Ada pula Forum Mahasiswa Kesehatan Masyarakat, yang mengembangkan model intervensi gizi dalam proyek Sipatokkong BerNutrisi. Program ini tidak hanya fokus pada angka stunting, tetapi mengakar pada pendekatan kultural: edukasi berbasis komunitas, pelatihan dapur sehat, dan partisipasi keluarga sebagai inti perubahan.

Dalam bidang lingkungan dan pemberdayaan ekonomi, Ma-Growth dari Fakultas Hukum mengambil langkah berbeda. Mereka memilih Pasar Terong sebagai lokasi intervensi dan mengembangkan sistem pengelolaan limbah organik berbasis maggot. Hasilnya adalah integrasi antara solusi lingkungan dan ekonomi sirkular yang melibatkan pedagang kecil dan pengelola pasar.

Seni Bertemu Sains, Empati Bertemu Rekayasa

Inovasi-inovasi ini tidak lahir di ruang hampa. Ia muncul dari observasi, pengamatan sosial, dan kemauan untuk mendekat. Mahasiswa bukan lagi sekadar subjek akademik, tetapi agen perubahan yang membawa kampus ke lapangan, dan membawa kembali pengalaman lapangan ke dalam ruang belajar.

“Mahasiswa kami tidak hanya bekerja dalam batas ilmu masing-masing,” jelas Prof Ruslin, “tapi belajar menjahit berbagai disiplin untuk merespons masalah nyata. Di situlah makna sejati dari integrasi pengetahuan.”

Beberapa proyek bahkan memperlihatkan keberanian untuk membongkar sekat antara teori dan praktik, antara sains dan seni, antara kampus dan kampung. Di pesisir Lae-Lae, UKMB FISIP menjalankan program Gerakan Pattuju Gassing—sebuah sinergi untuk menurunkan angka penyakit dan memperkuat kesadaran kesehatan masyarakat.

Di sana, mahasiswa belajar bahwa perubahan sosial tidak bisa datang dari atas ke bawah. Ia harus dibangun dari kepercayaan.

Inovasi sebagai Jalan Sunyi

Jika ada satu pelajaran dari Mahakarya 2025, maka itu adalah bahwa inovasi tidak harus spektakuler. Ia bisa sederhana, kecil, dan hening. Tapi ia harus tulus, dan ia harus dekat. Seperti kata Prof Ruslin, “Inovasi yang menyentuh nurani adalah yang paling tahan lama. Ia tidak memaksa.

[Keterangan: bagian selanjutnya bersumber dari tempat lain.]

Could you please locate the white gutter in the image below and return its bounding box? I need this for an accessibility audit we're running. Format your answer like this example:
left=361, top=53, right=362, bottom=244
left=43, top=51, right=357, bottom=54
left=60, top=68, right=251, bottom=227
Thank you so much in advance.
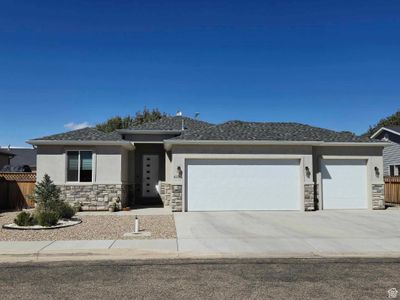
left=164, top=140, right=390, bottom=150
left=26, top=140, right=135, bottom=150
left=371, top=127, right=400, bottom=139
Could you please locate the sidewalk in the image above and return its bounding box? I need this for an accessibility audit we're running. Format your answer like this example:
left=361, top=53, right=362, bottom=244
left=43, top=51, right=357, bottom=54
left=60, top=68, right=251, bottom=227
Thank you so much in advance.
left=0, top=239, right=178, bottom=263
left=0, top=239, right=400, bottom=263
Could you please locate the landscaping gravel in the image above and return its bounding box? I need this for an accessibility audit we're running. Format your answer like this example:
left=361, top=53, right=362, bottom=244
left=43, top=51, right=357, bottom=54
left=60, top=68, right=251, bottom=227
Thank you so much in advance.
left=0, top=212, right=176, bottom=241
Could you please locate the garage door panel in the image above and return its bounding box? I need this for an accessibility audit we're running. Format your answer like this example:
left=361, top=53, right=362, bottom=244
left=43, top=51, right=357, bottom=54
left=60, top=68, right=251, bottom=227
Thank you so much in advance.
left=321, top=159, right=368, bottom=209
left=187, top=160, right=300, bottom=211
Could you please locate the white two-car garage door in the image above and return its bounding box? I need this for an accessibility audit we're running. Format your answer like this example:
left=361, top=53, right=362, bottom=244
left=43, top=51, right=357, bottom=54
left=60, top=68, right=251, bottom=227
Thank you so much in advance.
left=186, top=159, right=301, bottom=211
left=321, top=159, right=368, bottom=209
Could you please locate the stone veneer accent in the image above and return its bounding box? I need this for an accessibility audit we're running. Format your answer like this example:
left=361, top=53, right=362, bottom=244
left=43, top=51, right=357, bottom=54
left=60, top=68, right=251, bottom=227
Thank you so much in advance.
left=372, top=184, right=385, bottom=209
left=160, top=181, right=172, bottom=206
left=160, top=181, right=182, bottom=212
left=171, top=184, right=182, bottom=211
left=304, top=184, right=315, bottom=211
left=59, top=184, right=129, bottom=210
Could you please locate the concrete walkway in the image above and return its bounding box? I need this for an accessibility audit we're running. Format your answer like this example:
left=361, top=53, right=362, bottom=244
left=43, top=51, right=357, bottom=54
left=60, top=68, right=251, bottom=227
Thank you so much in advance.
left=0, top=210, right=400, bottom=261
left=0, top=239, right=178, bottom=262
left=174, top=210, right=400, bottom=256
left=77, top=207, right=172, bottom=216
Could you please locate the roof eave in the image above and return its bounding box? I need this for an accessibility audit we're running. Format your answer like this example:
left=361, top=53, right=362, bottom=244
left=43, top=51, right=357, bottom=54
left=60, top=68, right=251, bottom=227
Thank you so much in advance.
left=371, top=127, right=400, bottom=139
left=26, top=140, right=135, bottom=150
left=164, top=140, right=390, bottom=149
left=116, top=129, right=182, bottom=134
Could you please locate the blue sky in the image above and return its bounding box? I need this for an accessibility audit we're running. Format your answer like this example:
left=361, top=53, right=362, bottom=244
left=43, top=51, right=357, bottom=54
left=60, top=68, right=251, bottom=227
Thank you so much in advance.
left=0, top=0, right=400, bottom=146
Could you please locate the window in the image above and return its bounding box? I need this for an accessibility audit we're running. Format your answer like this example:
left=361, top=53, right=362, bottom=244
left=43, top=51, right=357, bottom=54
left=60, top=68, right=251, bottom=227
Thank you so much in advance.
left=67, top=151, right=92, bottom=182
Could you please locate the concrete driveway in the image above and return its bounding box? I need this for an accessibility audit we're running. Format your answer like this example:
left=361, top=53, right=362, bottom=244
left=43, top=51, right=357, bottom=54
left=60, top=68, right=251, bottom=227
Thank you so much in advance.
left=174, top=210, right=400, bottom=256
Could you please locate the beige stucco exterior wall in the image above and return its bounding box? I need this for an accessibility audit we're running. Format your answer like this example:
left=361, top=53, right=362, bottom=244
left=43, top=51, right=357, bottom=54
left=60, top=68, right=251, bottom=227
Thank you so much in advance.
left=0, top=155, right=10, bottom=168
left=37, top=146, right=128, bottom=185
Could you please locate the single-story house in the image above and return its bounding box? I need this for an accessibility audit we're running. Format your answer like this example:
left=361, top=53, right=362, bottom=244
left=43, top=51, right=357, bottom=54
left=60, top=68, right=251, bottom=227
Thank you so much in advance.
left=371, top=126, right=400, bottom=176
left=28, top=116, right=387, bottom=211
left=0, top=149, right=15, bottom=169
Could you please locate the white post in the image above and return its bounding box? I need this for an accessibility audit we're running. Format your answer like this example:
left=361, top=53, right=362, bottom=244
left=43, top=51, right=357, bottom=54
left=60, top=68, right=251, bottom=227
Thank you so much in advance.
left=134, top=216, right=139, bottom=233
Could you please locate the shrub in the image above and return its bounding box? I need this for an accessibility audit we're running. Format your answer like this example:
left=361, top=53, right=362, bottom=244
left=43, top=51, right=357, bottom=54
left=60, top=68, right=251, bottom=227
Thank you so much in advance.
left=58, top=201, right=76, bottom=219
left=14, top=211, right=35, bottom=226
left=35, top=209, right=60, bottom=227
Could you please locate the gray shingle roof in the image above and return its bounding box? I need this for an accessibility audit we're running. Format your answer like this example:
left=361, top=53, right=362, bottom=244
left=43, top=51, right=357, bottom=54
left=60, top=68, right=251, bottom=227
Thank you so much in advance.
left=129, top=116, right=212, bottom=131
left=384, top=125, right=400, bottom=133
left=171, top=121, right=373, bottom=142
left=10, top=148, right=37, bottom=167
left=0, top=149, right=15, bottom=156
left=33, top=127, right=123, bottom=141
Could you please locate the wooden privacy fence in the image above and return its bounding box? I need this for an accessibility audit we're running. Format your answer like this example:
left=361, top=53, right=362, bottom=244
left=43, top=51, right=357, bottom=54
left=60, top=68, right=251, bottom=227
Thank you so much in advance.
left=385, top=176, right=400, bottom=204
left=0, top=172, right=36, bottom=210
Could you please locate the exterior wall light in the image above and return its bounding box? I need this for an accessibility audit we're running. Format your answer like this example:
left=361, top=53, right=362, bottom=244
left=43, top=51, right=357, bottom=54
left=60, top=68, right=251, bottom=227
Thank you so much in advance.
left=175, top=166, right=183, bottom=178
left=374, top=167, right=380, bottom=177
left=305, top=167, right=311, bottom=178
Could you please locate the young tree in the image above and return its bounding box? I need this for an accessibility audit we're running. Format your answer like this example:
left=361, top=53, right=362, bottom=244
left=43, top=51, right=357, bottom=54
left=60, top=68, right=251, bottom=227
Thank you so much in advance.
left=33, top=174, right=61, bottom=210
left=364, top=110, right=400, bottom=136
left=96, top=107, right=167, bottom=132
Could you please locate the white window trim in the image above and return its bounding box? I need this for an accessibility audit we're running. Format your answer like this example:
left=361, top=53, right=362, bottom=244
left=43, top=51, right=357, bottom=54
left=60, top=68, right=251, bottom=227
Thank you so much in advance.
left=65, top=149, right=96, bottom=185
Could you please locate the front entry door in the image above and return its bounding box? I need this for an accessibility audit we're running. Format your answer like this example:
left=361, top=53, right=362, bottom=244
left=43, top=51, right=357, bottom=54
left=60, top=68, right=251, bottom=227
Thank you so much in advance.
left=142, top=155, right=158, bottom=197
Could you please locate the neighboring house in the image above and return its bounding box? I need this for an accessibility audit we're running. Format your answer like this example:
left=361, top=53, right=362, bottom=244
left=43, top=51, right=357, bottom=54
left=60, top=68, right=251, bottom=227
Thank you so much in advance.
left=0, top=149, right=15, bottom=169
left=10, top=147, right=36, bottom=171
left=28, top=116, right=387, bottom=211
left=371, top=126, right=400, bottom=176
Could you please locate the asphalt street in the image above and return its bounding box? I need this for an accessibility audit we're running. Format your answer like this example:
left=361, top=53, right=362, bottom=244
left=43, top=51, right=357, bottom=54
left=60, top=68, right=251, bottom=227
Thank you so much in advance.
left=0, top=258, right=400, bottom=299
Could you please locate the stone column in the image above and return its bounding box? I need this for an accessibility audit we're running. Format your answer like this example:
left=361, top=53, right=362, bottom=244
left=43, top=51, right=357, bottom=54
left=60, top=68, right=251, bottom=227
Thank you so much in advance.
left=171, top=184, right=182, bottom=212
left=372, top=184, right=385, bottom=209
left=304, top=184, right=315, bottom=211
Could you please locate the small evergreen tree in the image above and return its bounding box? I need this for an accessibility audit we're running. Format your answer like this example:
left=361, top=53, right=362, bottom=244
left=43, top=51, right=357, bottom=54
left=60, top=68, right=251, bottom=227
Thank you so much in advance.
left=33, top=174, right=62, bottom=211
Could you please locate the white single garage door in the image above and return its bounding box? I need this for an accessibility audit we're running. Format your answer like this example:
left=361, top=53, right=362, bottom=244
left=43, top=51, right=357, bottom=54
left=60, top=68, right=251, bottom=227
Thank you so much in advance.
left=186, top=159, right=301, bottom=211
left=321, top=159, right=368, bottom=209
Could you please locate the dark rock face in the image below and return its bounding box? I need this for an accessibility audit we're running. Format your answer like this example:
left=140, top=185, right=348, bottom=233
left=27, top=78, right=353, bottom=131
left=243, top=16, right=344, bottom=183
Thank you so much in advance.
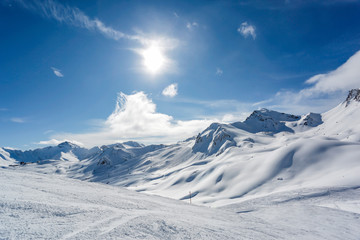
left=345, top=88, right=360, bottom=106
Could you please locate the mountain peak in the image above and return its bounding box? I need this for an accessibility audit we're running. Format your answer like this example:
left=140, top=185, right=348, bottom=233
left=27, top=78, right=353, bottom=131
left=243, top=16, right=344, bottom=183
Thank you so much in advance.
left=345, top=88, right=360, bottom=106
left=57, top=141, right=79, bottom=148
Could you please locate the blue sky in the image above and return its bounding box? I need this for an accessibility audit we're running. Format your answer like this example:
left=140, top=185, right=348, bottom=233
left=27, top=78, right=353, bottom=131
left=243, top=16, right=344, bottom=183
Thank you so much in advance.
left=0, top=0, right=360, bottom=149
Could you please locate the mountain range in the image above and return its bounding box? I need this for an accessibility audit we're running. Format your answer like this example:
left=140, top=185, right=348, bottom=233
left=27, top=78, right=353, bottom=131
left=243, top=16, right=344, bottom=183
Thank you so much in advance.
left=0, top=89, right=360, bottom=206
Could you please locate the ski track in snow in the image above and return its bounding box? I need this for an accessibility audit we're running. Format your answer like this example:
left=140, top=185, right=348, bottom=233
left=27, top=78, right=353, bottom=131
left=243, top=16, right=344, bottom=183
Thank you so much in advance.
left=0, top=169, right=360, bottom=239
left=0, top=90, right=360, bottom=240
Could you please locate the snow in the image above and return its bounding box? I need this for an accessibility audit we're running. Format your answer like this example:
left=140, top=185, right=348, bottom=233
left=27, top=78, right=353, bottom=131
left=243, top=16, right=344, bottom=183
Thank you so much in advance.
left=0, top=89, right=360, bottom=239
left=0, top=169, right=360, bottom=239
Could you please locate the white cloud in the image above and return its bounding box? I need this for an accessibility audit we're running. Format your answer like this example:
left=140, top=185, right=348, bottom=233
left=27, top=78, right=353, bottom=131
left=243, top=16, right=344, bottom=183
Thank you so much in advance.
left=37, top=139, right=84, bottom=146
left=41, top=92, right=216, bottom=147
left=186, top=22, right=199, bottom=30
left=10, top=117, right=25, bottom=123
left=10, top=0, right=179, bottom=77
left=51, top=67, right=64, bottom=77
left=13, top=0, right=135, bottom=40
left=300, top=51, right=360, bottom=96
left=255, top=51, right=360, bottom=114
left=162, top=83, right=178, bottom=97
left=237, top=22, right=256, bottom=39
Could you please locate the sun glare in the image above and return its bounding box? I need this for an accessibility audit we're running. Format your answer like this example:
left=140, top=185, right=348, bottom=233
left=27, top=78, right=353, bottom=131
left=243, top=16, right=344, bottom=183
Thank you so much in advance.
left=142, top=46, right=166, bottom=74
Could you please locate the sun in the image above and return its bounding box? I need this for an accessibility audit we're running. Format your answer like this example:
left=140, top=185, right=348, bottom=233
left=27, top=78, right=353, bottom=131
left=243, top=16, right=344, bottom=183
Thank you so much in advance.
left=142, top=45, right=166, bottom=74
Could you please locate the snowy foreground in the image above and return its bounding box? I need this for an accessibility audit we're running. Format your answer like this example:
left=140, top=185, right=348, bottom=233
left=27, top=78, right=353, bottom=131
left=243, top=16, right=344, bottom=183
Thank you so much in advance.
left=0, top=169, right=360, bottom=239
left=0, top=89, right=360, bottom=239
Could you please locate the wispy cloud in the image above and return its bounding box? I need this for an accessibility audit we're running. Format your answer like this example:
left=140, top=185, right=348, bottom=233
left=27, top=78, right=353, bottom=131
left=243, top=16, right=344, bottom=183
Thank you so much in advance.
left=36, top=139, right=84, bottom=146
left=186, top=22, right=199, bottom=30
left=40, top=92, right=215, bottom=146
left=9, top=0, right=178, bottom=71
left=51, top=67, right=64, bottom=77
left=10, top=0, right=144, bottom=41
left=256, top=51, right=360, bottom=113
left=162, top=83, right=178, bottom=97
left=10, top=117, right=26, bottom=123
left=237, top=22, right=256, bottom=39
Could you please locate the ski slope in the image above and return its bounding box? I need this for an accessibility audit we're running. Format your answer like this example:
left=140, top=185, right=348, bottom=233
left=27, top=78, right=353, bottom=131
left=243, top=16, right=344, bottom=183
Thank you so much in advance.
left=0, top=89, right=360, bottom=239
left=0, top=169, right=360, bottom=239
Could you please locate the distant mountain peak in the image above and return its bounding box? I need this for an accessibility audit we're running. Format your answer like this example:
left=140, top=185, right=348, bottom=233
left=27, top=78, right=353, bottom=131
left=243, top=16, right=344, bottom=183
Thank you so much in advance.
left=345, top=88, right=360, bottom=107
left=57, top=141, right=80, bottom=148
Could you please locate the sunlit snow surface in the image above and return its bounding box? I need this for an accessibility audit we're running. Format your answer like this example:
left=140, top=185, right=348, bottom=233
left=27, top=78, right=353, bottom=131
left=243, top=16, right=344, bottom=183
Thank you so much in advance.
left=0, top=90, right=360, bottom=239
left=0, top=169, right=360, bottom=239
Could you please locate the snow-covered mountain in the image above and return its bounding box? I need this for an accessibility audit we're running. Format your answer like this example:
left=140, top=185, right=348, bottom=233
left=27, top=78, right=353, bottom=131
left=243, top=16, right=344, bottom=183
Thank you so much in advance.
left=0, top=89, right=360, bottom=206
left=0, top=89, right=360, bottom=239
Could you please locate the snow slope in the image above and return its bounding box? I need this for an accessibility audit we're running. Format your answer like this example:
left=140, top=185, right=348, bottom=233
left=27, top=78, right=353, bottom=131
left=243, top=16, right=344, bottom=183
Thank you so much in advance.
left=0, top=168, right=360, bottom=240
left=0, top=89, right=360, bottom=207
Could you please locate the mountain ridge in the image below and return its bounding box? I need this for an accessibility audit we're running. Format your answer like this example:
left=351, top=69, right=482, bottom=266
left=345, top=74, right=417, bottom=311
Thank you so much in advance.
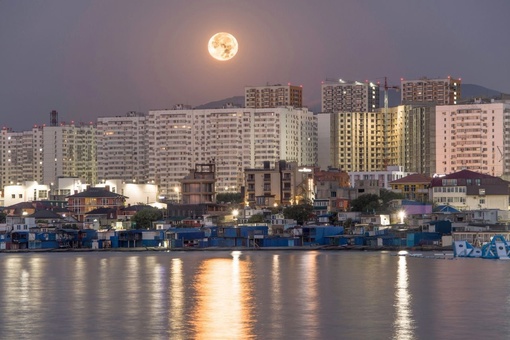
left=195, top=84, right=505, bottom=112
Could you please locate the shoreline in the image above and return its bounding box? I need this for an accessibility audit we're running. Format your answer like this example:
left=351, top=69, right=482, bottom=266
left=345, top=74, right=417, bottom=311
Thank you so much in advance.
left=0, top=246, right=453, bottom=254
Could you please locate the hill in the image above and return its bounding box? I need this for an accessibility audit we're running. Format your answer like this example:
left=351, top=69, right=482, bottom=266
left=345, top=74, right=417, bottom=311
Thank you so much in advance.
left=195, top=96, right=244, bottom=109
left=195, top=84, right=503, bottom=112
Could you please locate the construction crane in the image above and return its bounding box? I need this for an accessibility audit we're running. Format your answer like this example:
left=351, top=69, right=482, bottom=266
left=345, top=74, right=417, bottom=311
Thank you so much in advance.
left=383, top=77, right=400, bottom=170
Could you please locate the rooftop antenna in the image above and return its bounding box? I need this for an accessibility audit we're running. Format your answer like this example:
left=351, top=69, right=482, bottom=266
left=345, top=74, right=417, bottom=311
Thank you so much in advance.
left=383, top=77, right=400, bottom=170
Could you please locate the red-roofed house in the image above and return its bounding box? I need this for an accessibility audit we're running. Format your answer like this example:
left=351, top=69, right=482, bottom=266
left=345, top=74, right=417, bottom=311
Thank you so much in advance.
left=430, top=170, right=510, bottom=211
left=390, top=174, right=432, bottom=202
left=66, top=188, right=126, bottom=222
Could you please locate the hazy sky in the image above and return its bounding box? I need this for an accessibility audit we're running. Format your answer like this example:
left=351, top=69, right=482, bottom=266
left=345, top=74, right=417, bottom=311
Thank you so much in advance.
left=0, top=0, right=510, bottom=131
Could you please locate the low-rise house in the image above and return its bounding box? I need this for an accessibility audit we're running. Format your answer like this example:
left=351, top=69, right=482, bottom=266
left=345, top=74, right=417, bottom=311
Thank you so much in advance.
left=66, top=188, right=126, bottom=222
left=390, top=174, right=432, bottom=202
left=431, top=170, right=510, bottom=210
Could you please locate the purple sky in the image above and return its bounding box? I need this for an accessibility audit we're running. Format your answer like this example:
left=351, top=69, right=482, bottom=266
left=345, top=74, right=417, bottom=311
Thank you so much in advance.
left=0, top=0, right=510, bottom=131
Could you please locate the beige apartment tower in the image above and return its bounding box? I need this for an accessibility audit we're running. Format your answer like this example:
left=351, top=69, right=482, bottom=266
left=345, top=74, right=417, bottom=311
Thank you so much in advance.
left=435, top=102, right=510, bottom=176
left=400, top=77, right=461, bottom=105
left=244, top=84, right=303, bottom=108
left=321, top=79, right=379, bottom=113
left=97, top=112, right=148, bottom=183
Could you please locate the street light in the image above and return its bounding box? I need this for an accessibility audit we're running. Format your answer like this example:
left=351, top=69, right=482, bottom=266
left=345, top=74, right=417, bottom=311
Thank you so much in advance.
left=232, top=209, right=239, bottom=223
left=398, top=210, right=406, bottom=224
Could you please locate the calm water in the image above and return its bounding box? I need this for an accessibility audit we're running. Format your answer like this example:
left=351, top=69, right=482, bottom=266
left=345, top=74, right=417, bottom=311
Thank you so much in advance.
left=0, top=251, right=510, bottom=339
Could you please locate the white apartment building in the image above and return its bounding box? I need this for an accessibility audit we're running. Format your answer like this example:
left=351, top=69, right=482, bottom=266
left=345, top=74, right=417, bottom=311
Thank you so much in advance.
left=43, top=123, right=97, bottom=185
left=435, top=102, right=510, bottom=176
left=321, top=79, right=379, bottom=113
left=244, top=84, right=303, bottom=108
left=349, top=166, right=411, bottom=190
left=400, top=77, right=461, bottom=105
left=147, top=107, right=317, bottom=200
left=330, top=112, right=386, bottom=172
left=0, top=127, right=43, bottom=188
left=97, top=112, right=148, bottom=183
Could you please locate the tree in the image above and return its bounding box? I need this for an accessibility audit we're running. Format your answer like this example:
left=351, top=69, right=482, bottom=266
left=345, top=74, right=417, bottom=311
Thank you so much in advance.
left=216, top=192, right=243, bottom=203
left=248, top=214, right=265, bottom=223
left=131, top=207, right=163, bottom=229
left=351, top=194, right=381, bottom=212
left=283, top=203, right=313, bottom=225
left=379, top=188, right=404, bottom=207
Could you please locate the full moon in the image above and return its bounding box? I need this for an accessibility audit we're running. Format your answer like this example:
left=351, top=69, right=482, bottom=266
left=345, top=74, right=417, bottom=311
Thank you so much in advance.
left=207, top=32, right=239, bottom=61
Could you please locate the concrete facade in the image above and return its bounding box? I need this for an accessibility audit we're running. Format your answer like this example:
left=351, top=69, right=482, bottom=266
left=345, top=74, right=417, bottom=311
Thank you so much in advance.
left=434, top=102, right=510, bottom=176
left=244, top=84, right=303, bottom=108
left=321, top=79, right=379, bottom=113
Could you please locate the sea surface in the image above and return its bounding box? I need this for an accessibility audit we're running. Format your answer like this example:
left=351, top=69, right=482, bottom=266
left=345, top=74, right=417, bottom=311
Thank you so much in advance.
left=0, top=250, right=510, bottom=340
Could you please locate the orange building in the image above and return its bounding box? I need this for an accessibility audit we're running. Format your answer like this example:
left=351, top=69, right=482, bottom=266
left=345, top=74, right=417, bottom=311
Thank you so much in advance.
left=66, top=188, right=127, bottom=222
left=390, top=174, right=432, bottom=202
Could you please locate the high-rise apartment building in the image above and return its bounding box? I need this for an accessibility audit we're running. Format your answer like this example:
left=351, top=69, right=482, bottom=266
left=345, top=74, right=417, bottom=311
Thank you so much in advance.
left=43, top=123, right=97, bottom=185
left=330, top=111, right=390, bottom=172
left=321, top=79, right=379, bottom=113
left=435, top=102, right=510, bottom=176
left=244, top=84, right=303, bottom=108
left=0, top=123, right=97, bottom=187
left=328, top=103, right=436, bottom=176
left=400, top=77, right=461, bottom=105
left=97, top=112, right=148, bottom=183
left=147, top=107, right=317, bottom=200
left=244, top=84, right=303, bottom=109
left=0, top=127, right=43, bottom=188
left=402, top=103, right=436, bottom=176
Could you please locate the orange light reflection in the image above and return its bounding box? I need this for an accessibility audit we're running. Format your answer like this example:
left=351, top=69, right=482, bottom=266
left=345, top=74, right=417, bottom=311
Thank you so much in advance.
left=192, top=251, right=255, bottom=339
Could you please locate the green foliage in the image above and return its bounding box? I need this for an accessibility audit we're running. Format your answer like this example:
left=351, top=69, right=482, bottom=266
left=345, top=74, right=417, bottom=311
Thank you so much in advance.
left=351, top=194, right=381, bottom=212
left=248, top=214, right=265, bottom=223
left=216, top=192, right=243, bottom=203
left=283, top=203, right=313, bottom=225
left=131, top=206, right=163, bottom=229
left=379, top=188, right=404, bottom=208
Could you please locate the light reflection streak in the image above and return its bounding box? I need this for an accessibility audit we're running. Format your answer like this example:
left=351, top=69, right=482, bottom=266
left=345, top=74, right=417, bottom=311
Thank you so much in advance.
left=393, top=256, right=414, bottom=340
left=271, top=254, right=284, bottom=338
left=299, top=251, right=320, bottom=339
left=168, top=259, right=186, bottom=339
left=191, top=251, right=255, bottom=339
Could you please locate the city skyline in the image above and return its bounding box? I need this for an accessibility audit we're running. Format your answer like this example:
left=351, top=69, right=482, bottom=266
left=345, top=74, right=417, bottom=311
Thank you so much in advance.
left=0, top=0, right=510, bottom=131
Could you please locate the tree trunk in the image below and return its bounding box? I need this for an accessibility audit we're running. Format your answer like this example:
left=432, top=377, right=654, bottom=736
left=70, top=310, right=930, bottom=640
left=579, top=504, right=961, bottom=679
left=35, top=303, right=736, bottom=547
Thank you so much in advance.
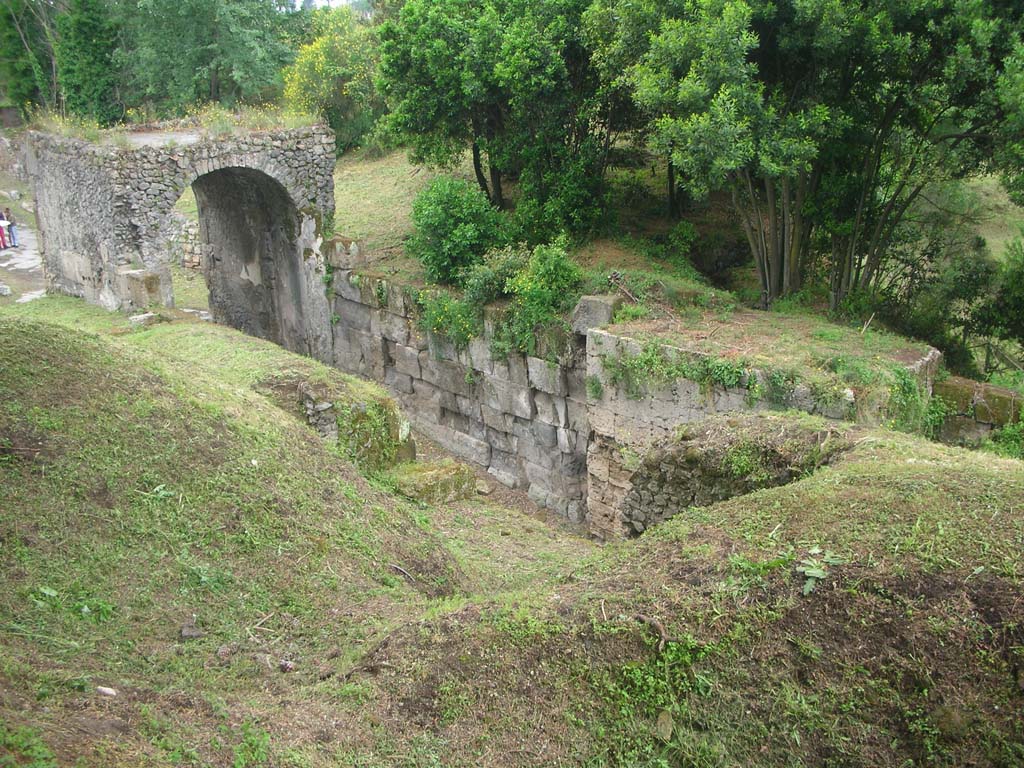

Ia menemani.”

Dalam dunia yang makin tergesa-gesa, Mahakarya adalah pengingat bahwa menjadi mahasiswa bukan hanya tentang menyelesaikan kredit. Tapi tentang memahami tanggung jawab keilmuan yang lahir dari kesadaran sosial.

Dan mungkin, dari 19 gagasan itu, kelak akan tumbuh pemimpin-pemimpin masa depan—yang tidak hanya pandai berpikir, tapi juga tahu bagaimana mencintai sesama. Karena di akhir hari, ilmu yang paling berguna adalah yang bersentuhan dengan kehidupan.(*)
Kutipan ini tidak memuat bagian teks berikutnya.